Initial requirement.txt that was used:
- gcloud
- google-cloud-logging==1.15.0
- google-cloud-core==1.4.1
- google-cloud-datastore==1.8.0
- httplib2
- google-resumable-media==2.1.0
- google-cloud-storage
- google-cloud-bigquery
- google-cloud
- apache-beam[gcp]==2.39.0
- google-api-python-client
My dataflow job got failed because it was trying to download some packages from Internet.

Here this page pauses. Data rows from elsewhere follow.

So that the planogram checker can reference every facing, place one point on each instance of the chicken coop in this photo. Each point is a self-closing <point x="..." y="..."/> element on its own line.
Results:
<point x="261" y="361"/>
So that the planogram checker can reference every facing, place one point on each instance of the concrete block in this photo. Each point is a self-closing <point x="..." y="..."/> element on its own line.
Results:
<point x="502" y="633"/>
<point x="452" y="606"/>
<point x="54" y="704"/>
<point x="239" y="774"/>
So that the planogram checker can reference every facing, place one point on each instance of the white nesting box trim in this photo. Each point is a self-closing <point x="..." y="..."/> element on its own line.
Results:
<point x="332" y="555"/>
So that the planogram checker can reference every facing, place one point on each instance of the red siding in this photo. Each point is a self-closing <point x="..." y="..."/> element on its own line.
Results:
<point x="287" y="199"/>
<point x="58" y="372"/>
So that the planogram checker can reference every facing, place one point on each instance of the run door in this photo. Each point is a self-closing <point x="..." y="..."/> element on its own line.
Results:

Then the requirement.txt was modified like this.
- gcloud
- google-cloud-logging==3.1.2
- google-cloud-core==1.7.2
- google-cloud-datastore==1.8.0
- httplib2==0.19.1
- google-resumable-media==2.3.3
- google-cloud-storage==1.44.0
- google-cloud-bigquery==2.34.4
- google-cloud==0.34.0
- apache-beam[gcp]==2.39.0
- google-api-python-client==2.51.0
- google-cloud-appengine-logging==0.1.0
- google-cloud-audit-log==0.1.0
- pyyaml
Then there was no more download during dataflow runtime. What was the reason for my initial error? How I can ensure that the correct dependency versions to be provided so that it will not download any packages during runtime? I will not be able to use custom container options due to some restrictions.